By default, containers have no network access:

docker run --network=none ...

This prevents: - Data exfiltration - Command & control communication - Attacks on internal services - Cryptocurrency mining pools

Selective Network Access

For jobs that need network (e.g., API calls), configure per job type:

job_types:
  - name: api-client
    network_enabled: true

When network_enabled: true, containers can access any external host. For strict egress control, use external firewalls or Kubernetes NetworkPolicy.

Read-Only Filesystem

docker run --read-only ...

Writable locations: - /output/ - For results - /tmp/ - Temporary files (noexec)

Capability Dropping

All Linux capabilities are dropped except those required for privilege dropping:

docker run --cap-drop=ALL --cap-add=SETUID --cap-add=SETGID ...

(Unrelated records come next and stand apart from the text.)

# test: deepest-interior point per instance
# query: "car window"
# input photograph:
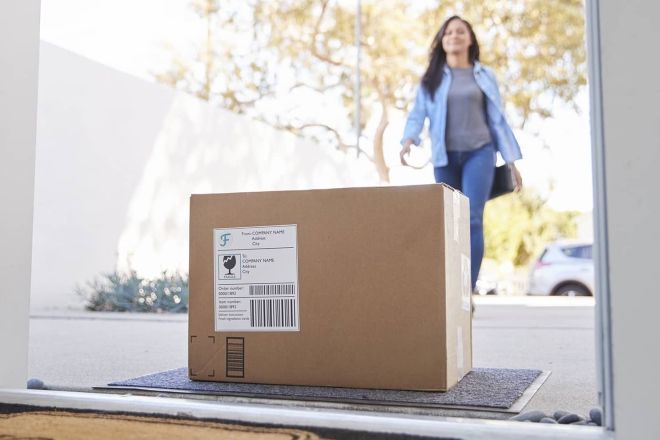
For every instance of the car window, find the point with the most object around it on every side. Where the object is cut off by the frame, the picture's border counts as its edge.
(583, 252)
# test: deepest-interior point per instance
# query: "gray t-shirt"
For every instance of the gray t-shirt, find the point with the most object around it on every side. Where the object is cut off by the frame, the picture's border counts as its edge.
(466, 113)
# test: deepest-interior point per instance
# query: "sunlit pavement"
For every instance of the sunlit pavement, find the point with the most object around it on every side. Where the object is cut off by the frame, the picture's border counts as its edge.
(78, 350)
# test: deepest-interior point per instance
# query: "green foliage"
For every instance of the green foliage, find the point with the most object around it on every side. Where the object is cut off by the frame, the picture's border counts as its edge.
(127, 292)
(517, 226)
(262, 51)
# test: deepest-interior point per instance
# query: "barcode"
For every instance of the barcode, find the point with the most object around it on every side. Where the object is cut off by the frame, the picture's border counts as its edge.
(272, 289)
(235, 357)
(278, 313)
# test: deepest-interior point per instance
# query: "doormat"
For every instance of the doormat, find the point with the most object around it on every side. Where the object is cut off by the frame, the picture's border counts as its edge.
(71, 425)
(488, 389)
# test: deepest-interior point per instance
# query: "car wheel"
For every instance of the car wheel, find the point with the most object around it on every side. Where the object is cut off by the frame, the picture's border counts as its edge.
(572, 289)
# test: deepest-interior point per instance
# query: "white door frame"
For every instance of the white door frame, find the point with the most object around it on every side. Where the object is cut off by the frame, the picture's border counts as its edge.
(19, 28)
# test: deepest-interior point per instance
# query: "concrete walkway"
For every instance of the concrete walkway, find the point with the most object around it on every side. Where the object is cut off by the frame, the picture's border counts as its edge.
(79, 350)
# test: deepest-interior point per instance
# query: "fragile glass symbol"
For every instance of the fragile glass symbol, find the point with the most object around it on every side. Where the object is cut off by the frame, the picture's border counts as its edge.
(229, 261)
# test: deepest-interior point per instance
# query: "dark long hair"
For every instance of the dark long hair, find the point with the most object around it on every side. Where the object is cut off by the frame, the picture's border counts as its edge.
(438, 57)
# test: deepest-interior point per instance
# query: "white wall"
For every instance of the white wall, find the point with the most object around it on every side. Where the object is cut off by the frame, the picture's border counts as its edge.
(117, 159)
(629, 36)
(19, 63)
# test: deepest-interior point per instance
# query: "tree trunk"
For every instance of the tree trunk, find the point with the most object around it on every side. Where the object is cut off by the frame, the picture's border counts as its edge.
(379, 156)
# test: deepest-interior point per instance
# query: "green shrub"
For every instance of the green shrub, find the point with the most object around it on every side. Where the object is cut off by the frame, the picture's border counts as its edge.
(127, 292)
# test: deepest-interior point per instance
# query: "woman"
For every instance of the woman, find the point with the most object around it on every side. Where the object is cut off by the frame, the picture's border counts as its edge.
(467, 124)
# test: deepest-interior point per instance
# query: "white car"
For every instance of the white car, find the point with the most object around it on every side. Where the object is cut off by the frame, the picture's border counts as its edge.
(563, 269)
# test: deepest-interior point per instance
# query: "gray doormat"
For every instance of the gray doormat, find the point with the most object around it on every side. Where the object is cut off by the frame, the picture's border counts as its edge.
(489, 389)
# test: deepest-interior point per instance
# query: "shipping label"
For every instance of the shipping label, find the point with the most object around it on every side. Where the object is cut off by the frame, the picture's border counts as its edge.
(256, 278)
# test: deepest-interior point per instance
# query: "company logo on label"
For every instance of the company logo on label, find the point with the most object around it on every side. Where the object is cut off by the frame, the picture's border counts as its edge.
(224, 239)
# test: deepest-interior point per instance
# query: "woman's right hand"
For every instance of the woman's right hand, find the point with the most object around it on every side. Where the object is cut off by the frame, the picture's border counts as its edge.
(405, 150)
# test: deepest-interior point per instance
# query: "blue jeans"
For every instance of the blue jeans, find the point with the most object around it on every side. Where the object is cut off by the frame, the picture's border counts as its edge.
(471, 172)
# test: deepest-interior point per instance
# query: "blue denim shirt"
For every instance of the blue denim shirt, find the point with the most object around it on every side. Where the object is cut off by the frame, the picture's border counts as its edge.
(436, 110)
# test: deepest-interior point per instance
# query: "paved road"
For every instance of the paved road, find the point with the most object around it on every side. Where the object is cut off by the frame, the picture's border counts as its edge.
(80, 350)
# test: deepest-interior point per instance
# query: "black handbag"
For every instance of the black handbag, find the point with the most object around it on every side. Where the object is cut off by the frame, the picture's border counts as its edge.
(502, 181)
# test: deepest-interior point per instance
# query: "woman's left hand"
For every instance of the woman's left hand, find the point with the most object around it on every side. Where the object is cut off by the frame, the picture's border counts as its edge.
(517, 178)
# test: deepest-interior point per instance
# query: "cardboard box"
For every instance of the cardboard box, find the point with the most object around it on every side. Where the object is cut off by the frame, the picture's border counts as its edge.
(357, 287)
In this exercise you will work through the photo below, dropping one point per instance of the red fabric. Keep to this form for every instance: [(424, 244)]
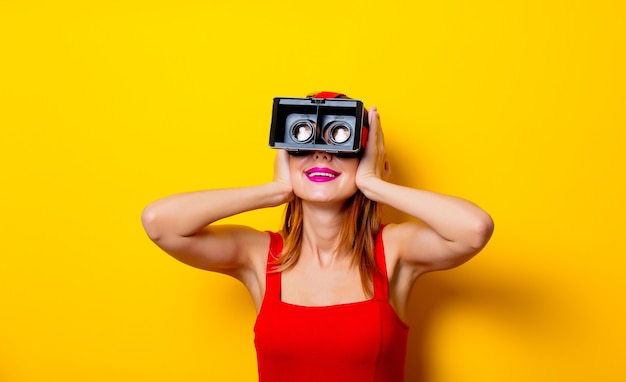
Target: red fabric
[(361, 341), (328, 95)]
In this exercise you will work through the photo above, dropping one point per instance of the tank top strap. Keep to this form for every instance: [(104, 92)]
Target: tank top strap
[(272, 278), (381, 281)]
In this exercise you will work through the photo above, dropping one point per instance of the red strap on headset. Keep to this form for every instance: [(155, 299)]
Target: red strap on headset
[(364, 129), (328, 95)]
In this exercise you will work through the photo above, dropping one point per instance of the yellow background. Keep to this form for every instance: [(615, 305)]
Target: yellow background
[(106, 106)]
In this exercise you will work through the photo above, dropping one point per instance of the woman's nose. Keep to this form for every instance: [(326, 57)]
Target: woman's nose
[(322, 155)]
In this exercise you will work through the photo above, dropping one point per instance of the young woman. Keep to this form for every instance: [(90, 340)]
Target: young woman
[(331, 289)]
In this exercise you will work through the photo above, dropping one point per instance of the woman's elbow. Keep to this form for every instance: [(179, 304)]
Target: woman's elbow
[(150, 222), (482, 229)]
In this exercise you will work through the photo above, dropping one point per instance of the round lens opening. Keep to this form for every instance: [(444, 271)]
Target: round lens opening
[(302, 130), (338, 133)]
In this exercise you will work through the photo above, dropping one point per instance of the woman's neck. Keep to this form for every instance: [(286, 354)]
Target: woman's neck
[(321, 231)]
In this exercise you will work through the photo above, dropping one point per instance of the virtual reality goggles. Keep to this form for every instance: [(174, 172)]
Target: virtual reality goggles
[(322, 122)]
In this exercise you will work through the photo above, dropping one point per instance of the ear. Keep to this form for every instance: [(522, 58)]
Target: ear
[(386, 169)]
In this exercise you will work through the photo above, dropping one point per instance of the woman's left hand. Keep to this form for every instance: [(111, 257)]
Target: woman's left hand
[(374, 163)]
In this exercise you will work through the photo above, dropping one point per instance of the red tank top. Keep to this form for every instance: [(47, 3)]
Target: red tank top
[(360, 341)]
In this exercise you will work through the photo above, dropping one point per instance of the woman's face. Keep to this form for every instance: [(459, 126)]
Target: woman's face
[(323, 177)]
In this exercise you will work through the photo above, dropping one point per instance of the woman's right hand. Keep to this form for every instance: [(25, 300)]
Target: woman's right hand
[(282, 176)]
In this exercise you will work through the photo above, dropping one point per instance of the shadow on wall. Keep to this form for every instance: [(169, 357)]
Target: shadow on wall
[(518, 310)]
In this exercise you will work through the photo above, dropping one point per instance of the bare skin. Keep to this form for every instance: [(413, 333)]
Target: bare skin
[(447, 232)]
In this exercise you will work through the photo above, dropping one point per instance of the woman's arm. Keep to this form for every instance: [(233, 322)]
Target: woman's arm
[(452, 229), (182, 224)]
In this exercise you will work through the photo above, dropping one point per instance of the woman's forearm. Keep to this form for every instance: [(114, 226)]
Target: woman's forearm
[(187, 213), (453, 218)]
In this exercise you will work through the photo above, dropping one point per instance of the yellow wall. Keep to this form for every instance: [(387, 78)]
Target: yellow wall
[(106, 106)]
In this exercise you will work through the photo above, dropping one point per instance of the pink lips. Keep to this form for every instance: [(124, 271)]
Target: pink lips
[(321, 174)]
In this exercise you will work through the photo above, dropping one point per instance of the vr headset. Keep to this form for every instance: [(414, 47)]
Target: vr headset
[(322, 122)]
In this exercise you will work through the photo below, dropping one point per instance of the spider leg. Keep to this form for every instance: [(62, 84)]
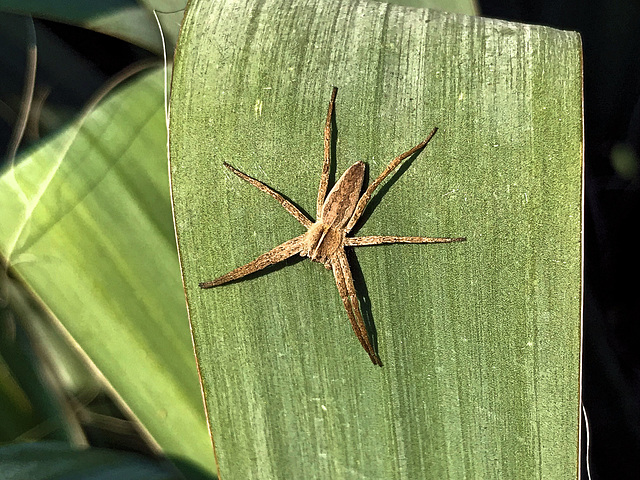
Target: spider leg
[(366, 196), (344, 282), (324, 178), (382, 239), (288, 206), (281, 252)]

Note on no-new-privileges: Tako VM does NOT use --security-opt=no-new-privileges because it conflicts with gosu, which is used to drop from root to the sandbox user after installing dependencies. The privilege drop flow is:

  1. Container starts as root (required for dependency installation)
  2. gosu drops privileges to sandbox user (uid 1000)
  3. User code executes as unprivileged sandbox user

This trade-off is necessary because: - Dependencies may require root to install (e.g., system packages) - gosu uses setuid to switch users securely - no-new-privileges blocks setuid, breaking the privilege drop

The risk is mitigated by: - gVisor runtime (userspace kernel) blocks most privilege escalation - Seccomp profile restricts dangerous syscalls - Code runs as non-root after the privilege drop

Non-Root Execution

Code runs as unprivileged user (uid 1000) inside the container:

# In Dockerfile
USER sandbox
# At runtime (enforced by Tako VM)
docker run --user=1000:1000 ...

This is controlled by enable_userns: true (default). Even if container code somehow modifies the Dockerfile or image, the --user flag at runtime ensures non-root execution.

Ephemeral Containers

Containers are destroyed after each execution:

docker run --rm ...

No persistent state between executions.

Seccomp Filtering

Seccomp (Secure Computing Mode) restricts available syscalls.

Enabled Syscalls

The whitelist includes safe operations: - File I/O (read, write, open, close) - Memory (mmap, brk) - Process (exit, getpid) - Time (clock_gettime)

Blocked Syscalls

Dangerous syscalls are blocked: - ptrace - Process debugging - mount - Filesystem mounting - reboot - System reboot - sethostname - Hostname changes - init_module - Kernel modules

Custom Profile

The profile is at tako_vm/seccomp_profile.json:

{
  "defaultAction": "SCMP_ACT_ERRNO",
  "syscalls": [
    {
      "names": ["read", "write", "open", ...],
      "action": "SCMP_ACT_ALLOW"
    }
  ]
}

Resource Limits

Memory Limits

docker run --memory=512m --memory-swap=512m ...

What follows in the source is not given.